Juger l’histoire à l’aune de la « rationalité », ou parler de « l'articulation entre la continuité rationnelle et l'événement irrationnel », c’est prendre le parti du schéma hégélien de la raison universelle occidentale. On sait combien cette théorie est pernicieuse et a pu historiquement accompagner la croyance aux âges de l’humanité (« le pays de l’enfance qui, au-delà du jour de l’histoire consciente, est enveloppé dans la couleur noire de la nuit… »), ou à la « Théorie de la dégénérescence » de Morel et celle des eugénistes comme Galton, et combien l’influence de ce dernier a été forte sur Darwin et l’a rapproché de la sociobiologie. La raison dans l’histoire, c’est le drapeau de tous les totalitarismes et la justification de toutes les conquêtes (Pour prendre un exemple tiré de l’actualité, faut-il penser que les actes de l’État islamique sont irrationnels et que les frappes des coalisées constituent une réponse rationnelle ou s’agit-il d’un jugement de valeur dépourvu de toute « objectivité » ?)

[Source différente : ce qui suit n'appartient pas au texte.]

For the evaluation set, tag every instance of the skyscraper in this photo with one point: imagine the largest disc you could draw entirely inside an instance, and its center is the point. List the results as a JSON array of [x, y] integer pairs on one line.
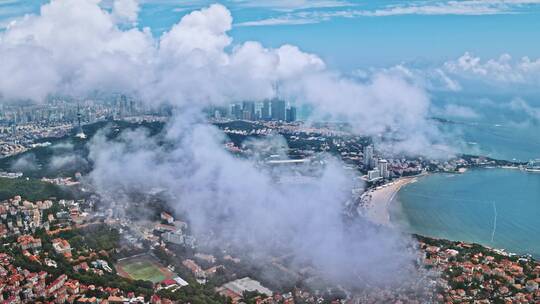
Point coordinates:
[[291, 114], [265, 110], [368, 155], [248, 110], [383, 168], [278, 109]]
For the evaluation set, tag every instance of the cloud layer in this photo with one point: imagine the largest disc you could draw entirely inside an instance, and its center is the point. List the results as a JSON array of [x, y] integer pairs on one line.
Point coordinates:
[[76, 48]]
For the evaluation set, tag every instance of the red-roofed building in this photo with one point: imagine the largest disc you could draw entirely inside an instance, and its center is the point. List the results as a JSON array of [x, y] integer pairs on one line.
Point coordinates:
[[29, 242]]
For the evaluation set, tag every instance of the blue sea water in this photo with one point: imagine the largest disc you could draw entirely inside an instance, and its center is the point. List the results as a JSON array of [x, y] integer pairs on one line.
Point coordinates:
[[499, 208]]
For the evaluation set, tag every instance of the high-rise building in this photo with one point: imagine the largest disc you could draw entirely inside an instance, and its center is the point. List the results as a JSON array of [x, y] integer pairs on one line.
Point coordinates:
[[368, 155], [291, 114], [278, 109], [236, 111], [265, 110], [374, 175], [248, 110], [383, 168]]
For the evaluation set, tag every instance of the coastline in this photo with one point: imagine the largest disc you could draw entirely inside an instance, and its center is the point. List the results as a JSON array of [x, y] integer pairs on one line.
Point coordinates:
[[378, 200]]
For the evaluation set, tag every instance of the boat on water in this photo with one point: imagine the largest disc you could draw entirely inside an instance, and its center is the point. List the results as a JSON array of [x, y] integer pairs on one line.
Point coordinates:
[[533, 166]]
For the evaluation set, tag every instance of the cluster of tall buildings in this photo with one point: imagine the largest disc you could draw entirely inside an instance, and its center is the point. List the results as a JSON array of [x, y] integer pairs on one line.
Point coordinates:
[[377, 168], [275, 109], [63, 110]]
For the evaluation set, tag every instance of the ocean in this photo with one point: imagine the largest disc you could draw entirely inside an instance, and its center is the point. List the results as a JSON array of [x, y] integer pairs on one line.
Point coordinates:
[[499, 208]]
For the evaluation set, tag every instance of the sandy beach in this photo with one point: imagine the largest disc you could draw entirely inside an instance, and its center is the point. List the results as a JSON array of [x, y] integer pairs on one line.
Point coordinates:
[[380, 199]]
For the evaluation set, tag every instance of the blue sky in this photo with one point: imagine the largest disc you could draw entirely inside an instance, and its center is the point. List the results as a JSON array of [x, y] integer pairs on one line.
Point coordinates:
[[357, 34]]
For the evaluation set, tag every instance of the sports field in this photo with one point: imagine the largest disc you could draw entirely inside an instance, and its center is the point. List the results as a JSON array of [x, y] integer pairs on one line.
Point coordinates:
[[143, 268]]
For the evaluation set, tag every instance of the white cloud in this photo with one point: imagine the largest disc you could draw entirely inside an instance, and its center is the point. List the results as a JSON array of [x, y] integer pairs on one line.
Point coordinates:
[[291, 5], [74, 47], [521, 105], [458, 111], [466, 7], [500, 70], [126, 11], [279, 21]]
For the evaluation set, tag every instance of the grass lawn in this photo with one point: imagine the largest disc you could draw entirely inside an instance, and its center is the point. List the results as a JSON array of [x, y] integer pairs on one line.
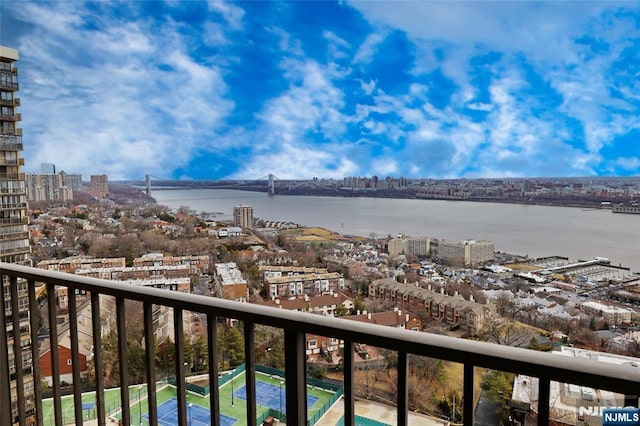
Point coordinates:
[[112, 405], [236, 410]]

Quant au concept de « contre-rationalité » dont parle Jacques W. dans sa note, concept qui prétend établir une distinction entre le génocide « inutile » des Juifs et le génocide « utile » des Indiens ou autres populations autochtones, lesquelles, contrairement aux Juifs, auraient constitué « un obstacle à la modernisation », cela me semble encore plus ahurissant que les théories « révisionnistes » évoquées plus haute et l’on voit là encore les dérives sournoises auxquelles peut conduire la conception rationnelle de l’histoire.
Existe-t-il, comme le laisse supposer son message, une « dimension objective originelle » de la raison, donc une opposition entre raison objective et raison subjective, raison universelle et vérification quantitative pragmatique, objectivisme et relativisme, etc. ?
Sur la critique du rationalisme objectiviste, je renvoie au dialogue précédent et en particulier à mon message du 9 juin 2013. Je ne vais pas reprendre ici les étapes du raisonnement, mais j’en rappelle la conclusion : « La rationalité n’est pas réductible à un mode d’explication, à une logique opérationnelle ou à une téléologie. La rationalité implique le systémisme. C’est un processus de totalisation aggravé par le fait qu’il ne cherche pas seulement à instituer, mais à transformer. Qu’il ne se reconnaît pas comme une forme d’imaginaire particulier, mais qu’il se veut universalité – et universalité quantifiée (mathématisée). C’est une vision du monde qui débouche logiquement sur l’instauration du règne du super-calculateur (ordinateur) et du modèle statistique ou mathématique. »
Il y a donc un malentendu de taille à ce sujet qui rejaillit peut-être sur l’analyse de la continuité et la discontinuité. Le rationalisme objectiviste ne se reconnaît pas comme une forme d’imaginaire particulier, mais pose la Raison comme l’universalité, une forme dotée d’une essence supérieure à tout autre imaginaire.